The murders committed by Charles Manson and his followers — better known as his “family” — 50 years ago continue to mesmerize those fascinated by the true crime horror of the slaughter of pregnant actress Sharon Tate and three others. This May, Charlie Says, a new film that explores the aftermath of those murders, is being released.
“Years after the shocking murders that made the name Charles Manson synonymous with pure evil,” offers the film’s distributor, IFC, “the three women who killed for him — Leslie Van Houten (Hannah Murray), Patricia Krenwinkel (Sosie Bacon), and Susan Atkins (Marianne Rendón) — remain under the spell of the infamous cult leader (Matt Smith). Confined to an isolated cellblock in a California penitentiary, the trio seem destined to live out the rest of their lives under the delusion that their crimes were part of a cosmic plan — until empathetic graduate student Karlene Faith (Merritt Wever) is enlisted to rehabilitate them. Convinced the prisoners are not the inhuman monsters the world believes them to be, Karlene begins the arduous process of breaking down the psychological barriers erected by Manson. But are the women ready to confront the horror of what they did? Boundary-pushing auteur Mary Harron (American Psycho, I Shot Andy Warhol) presents a provocative new perspective on one of the most notorious crimes of the 20th century.”
In an interview with TheUpcoming.com in England, screenwriter Guinevere Turner and director Mary Harron were asked why they wanted to make this film. “I was hired to write a film about the Manson girls — I can’t stand those two words together, considering they are women in their ’60s who have been in prison for 45 years,” says Guinevere. “I did a lot of research and tried to find a new way to tell the story and eventually I came across Karlene Faith and her time teaching them in prison. I thought, ‘This is a great story, this reimagining of a well-trodden territory from a woman’s perspective.'”
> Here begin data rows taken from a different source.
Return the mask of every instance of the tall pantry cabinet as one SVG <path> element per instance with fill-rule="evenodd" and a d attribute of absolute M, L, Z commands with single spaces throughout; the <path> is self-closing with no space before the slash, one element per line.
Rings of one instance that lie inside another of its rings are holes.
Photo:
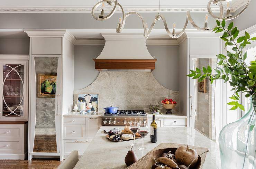
<path fill-rule="evenodd" d="M 62 114 L 71 110 L 73 37 L 65 30 L 24 30 L 30 37 L 28 159 L 62 159 Z"/>

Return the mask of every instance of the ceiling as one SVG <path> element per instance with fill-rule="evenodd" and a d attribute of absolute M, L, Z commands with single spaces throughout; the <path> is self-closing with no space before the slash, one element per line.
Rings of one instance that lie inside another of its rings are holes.
<path fill-rule="evenodd" d="M 1 13 L 91 12 L 92 7 L 100 0 L 1 0 Z M 231 11 L 234 11 L 246 2 L 246 0 L 233 0 Z M 119 0 L 127 11 L 150 12 L 158 11 L 158 0 Z M 208 0 L 161 0 L 162 12 L 205 12 Z M 217 12 L 218 6 L 213 6 L 212 10 Z M 107 10 L 110 10 L 109 8 Z M 120 12 L 120 9 L 117 12 Z"/>

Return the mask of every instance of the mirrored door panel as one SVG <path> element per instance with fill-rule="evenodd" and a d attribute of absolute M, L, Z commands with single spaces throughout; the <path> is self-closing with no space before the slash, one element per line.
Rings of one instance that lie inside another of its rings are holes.
<path fill-rule="evenodd" d="M 1 119 L 24 117 L 24 64 L 2 63 Z"/>
<path fill-rule="evenodd" d="M 37 95 L 34 152 L 57 152 L 56 98 L 59 59 L 34 58 Z"/>

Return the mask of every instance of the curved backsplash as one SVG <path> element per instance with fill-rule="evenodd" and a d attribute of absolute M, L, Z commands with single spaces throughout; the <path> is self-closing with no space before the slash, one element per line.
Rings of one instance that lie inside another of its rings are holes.
<path fill-rule="evenodd" d="M 162 86 L 152 72 L 101 72 L 90 86 L 74 93 L 74 105 L 79 94 L 98 94 L 99 111 L 113 105 L 119 110 L 147 111 L 149 104 L 156 105 L 165 98 L 171 98 L 177 102 L 174 112 L 179 111 L 179 91 Z"/>

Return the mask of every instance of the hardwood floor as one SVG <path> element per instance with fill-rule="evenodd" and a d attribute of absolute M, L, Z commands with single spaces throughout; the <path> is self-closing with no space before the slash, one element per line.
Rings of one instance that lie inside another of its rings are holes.
<path fill-rule="evenodd" d="M 56 169 L 61 164 L 59 159 L 34 158 L 27 160 L 0 160 L 0 169 Z"/>

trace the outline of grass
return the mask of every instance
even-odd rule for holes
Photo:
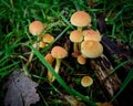
[[[89,4],[92,6],[89,7]],[[110,0],[98,0],[98,2],[93,2],[93,0],[18,0],[17,2],[14,2],[14,0],[0,0],[0,84],[4,84],[7,76],[12,71],[22,68],[29,51],[33,50],[35,55],[32,64],[37,64],[37,67],[34,71],[32,71],[33,67],[28,67],[27,71],[33,81],[39,81],[40,83],[38,91],[41,102],[38,103],[39,106],[51,106],[51,104],[63,106],[65,102],[59,102],[58,96],[60,93],[81,98],[85,104],[92,106],[95,102],[100,100],[114,102],[132,81],[133,70],[126,75],[120,92],[117,92],[114,98],[110,99],[104,89],[98,87],[101,85],[95,78],[95,73],[92,74],[89,72],[91,68],[88,67],[88,65],[81,66],[75,60],[65,59],[61,68],[63,72],[59,75],[54,73],[54,70],[50,64],[43,60],[43,56],[53,45],[58,44],[63,46],[70,32],[76,29],[70,24],[70,17],[76,10],[90,12],[92,15],[93,29],[98,29],[96,15],[104,14],[108,21],[103,34],[106,34],[113,42],[121,41],[133,50],[132,7],[132,0],[117,0],[113,2]],[[28,30],[29,23],[33,20],[42,21],[47,28],[43,33],[50,33],[55,38],[51,45],[44,47],[40,52],[30,46],[30,44],[37,40],[37,38],[32,36]],[[125,60],[125,62],[121,62],[121,64],[115,64],[111,74],[131,62],[132,60]],[[57,82],[51,85],[48,84],[48,80],[42,74],[47,72],[47,68],[57,77]],[[95,82],[94,86],[96,87],[93,88],[92,86],[89,89],[82,88],[80,86],[80,80],[83,75],[93,76]],[[45,84],[47,87],[44,87],[43,84]],[[73,88],[70,87],[70,85],[73,85]],[[2,86],[0,89],[0,102],[3,102],[4,93]],[[52,92],[55,95],[53,96],[49,93],[43,95],[45,91]],[[103,96],[100,98],[101,95]],[[90,98],[85,96],[89,96]]]

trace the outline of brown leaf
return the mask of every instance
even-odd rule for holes
[[[35,104],[40,97],[37,94],[35,87],[38,84],[31,78],[14,71],[6,84],[7,95],[4,106],[30,106]]]

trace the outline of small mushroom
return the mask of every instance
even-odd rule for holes
[[[82,40],[83,40],[83,35],[81,31],[75,30],[70,33],[70,41],[74,43],[73,44],[74,52],[79,51],[80,47],[79,43],[82,42]]]
[[[51,50],[51,55],[55,59],[54,71],[55,71],[55,73],[59,73],[61,60],[68,56],[68,51],[65,49],[57,45]],[[54,77],[52,81],[54,81]]]
[[[39,42],[39,47],[43,49],[47,45],[47,43],[44,43],[43,41]]]
[[[33,21],[29,25],[29,32],[32,35],[40,35],[44,30],[44,24],[41,21]]]
[[[51,34],[44,34],[42,38],[42,41],[44,43],[51,43],[51,42],[53,42],[53,40],[54,40],[54,38]]]
[[[84,41],[92,40],[92,41],[98,41],[98,42],[100,42],[102,38],[99,31],[94,31],[92,29],[84,30],[83,36],[84,36]]]
[[[81,54],[84,57],[99,57],[103,53],[103,46],[100,42],[96,41],[83,41],[81,43]]]
[[[82,26],[91,24],[91,17],[85,11],[76,11],[72,14],[71,24],[78,26],[79,30],[82,30]]]
[[[44,59],[47,60],[48,63],[52,65],[54,57],[51,55],[51,53],[48,53]]]
[[[81,64],[81,65],[84,65],[86,63],[86,59],[82,55],[79,55],[78,56],[78,63]]]
[[[83,87],[89,87],[89,86],[91,86],[92,84],[93,84],[92,77],[90,77],[90,76],[83,76],[83,77],[82,77],[82,80],[81,80],[81,85],[82,85]]]
[[[44,59],[47,60],[48,63],[50,63],[52,65],[53,61],[54,61],[54,57],[51,55],[51,53],[48,53]],[[53,75],[50,71],[48,71],[48,80],[49,82],[52,82],[53,80]]]

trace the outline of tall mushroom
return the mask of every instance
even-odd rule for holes
[[[85,11],[76,11],[72,14],[71,24],[78,26],[79,31],[82,31],[82,26],[86,26],[91,24],[91,17]]]
[[[83,35],[82,35],[81,31],[75,30],[70,33],[70,41],[73,42],[73,51],[74,52],[80,51],[79,43],[81,43],[82,40],[83,40]]]
[[[84,41],[93,40],[93,41],[98,41],[98,42],[100,42],[101,39],[102,39],[100,32],[99,31],[94,31],[93,29],[84,30],[83,31],[83,38],[84,38]]]
[[[86,40],[81,43],[81,53],[84,57],[99,57],[103,53],[103,46],[100,42]]]
[[[54,71],[55,73],[59,73],[61,60],[68,56],[68,51],[63,49],[62,46],[57,45],[51,50],[51,55],[55,59]],[[54,81],[54,77],[52,81]]]
[[[44,24],[41,21],[33,21],[29,24],[29,32],[32,35],[40,35],[44,30]],[[38,41],[39,41],[39,36],[38,36]],[[38,42],[35,42],[35,45],[38,47]],[[39,49],[38,49],[39,50]],[[30,62],[32,61],[33,57],[33,51],[31,51],[29,60],[27,62],[27,66],[30,64]]]
[[[83,77],[81,78],[81,85],[82,85],[83,87],[91,86],[92,84],[93,84],[93,80],[92,80],[91,76],[83,76]]]
[[[33,21],[29,24],[29,32],[32,35],[40,35],[44,30],[44,25],[41,21]]]

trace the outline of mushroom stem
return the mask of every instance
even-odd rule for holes
[[[60,65],[61,65],[61,59],[55,59],[55,67],[54,67],[55,73],[59,73]]]
[[[32,59],[33,59],[33,51],[31,51],[29,60],[28,60],[25,66],[28,66],[31,63]]]
[[[59,70],[60,70],[60,65],[61,65],[61,59],[55,59],[55,67],[54,71],[58,74]],[[51,74],[51,72],[48,71],[48,76],[49,76],[49,81],[53,82],[55,80],[55,77]]]
[[[79,47],[78,47],[78,46],[79,46],[79,43],[74,42],[74,44],[73,44],[73,51],[74,51],[74,52],[79,51]]]
[[[78,26],[78,31],[82,31],[82,29],[83,29],[82,26]]]

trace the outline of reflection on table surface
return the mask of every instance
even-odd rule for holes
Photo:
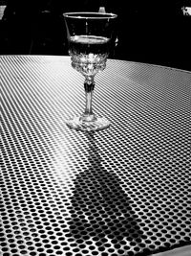
[[[98,132],[68,57],[1,56],[2,256],[150,255],[190,244],[191,73],[108,59]]]

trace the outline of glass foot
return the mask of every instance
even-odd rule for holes
[[[84,121],[81,117],[67,120],[66,125],[76,130],[95,131],[109,128],[110,122],[104,117],[96,117],[93,121]]]

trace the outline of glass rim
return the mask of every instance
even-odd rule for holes
[[[117,14],[113,12],[69,12],[63,13],[64,17],[74,19],[108,19],[116,18]]]

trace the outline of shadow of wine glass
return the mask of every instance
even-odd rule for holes
[[[94,132],[87,137],[89,165],[74,180],[70,234],[77,244],[91,240],[100,249],[131,249],[143,239],[138,218],[117,173],[103,168]]]

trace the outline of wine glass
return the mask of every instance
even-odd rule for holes
[[[95,76],[106,67],[111,48],[115,47],[117,14],[65,12],[69,55],[72,66],[84,78],[85,111],[66,121],[71,128],[92,131],[104,129],[110,122],[96,115],[92,108]]]

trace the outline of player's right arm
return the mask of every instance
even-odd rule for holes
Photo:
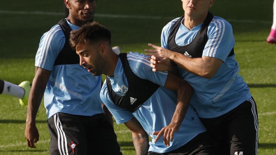
[[[31,148],[36,148],[34,143],[39,139],[38,131],[35,125],[35,118],[50,73],[50,71],[35,67],[35,74],[28,101],[25,132],[27,145]]]
[[[130,130],[132,134],[132,141],[136,151],[136,154],[147,154],[149,150],[149,136],[135,118],[125,123],[126,126]]]
[[[30,92],[25,136],[27,145],[36,147],[39,134],[35,118],[56,59],[64,46],[65,37],[58,25],[42,36],[35,56],[35,74]]]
Adds Mary, “I was reading it as a friend as I was really intrigued when she said she was going to include the perspective of the women in prison three years after the murders and what happened to them, because no one has covered that. I said if the director who’s attached doesn’t do it, I would be interested. I love the women-in-prison stuff and I find Karlene a really wonderful character.” Needless to say, she ended up taking on the film.
Charlie Says will be released in theaters on May 10 and be available for streaming a week later.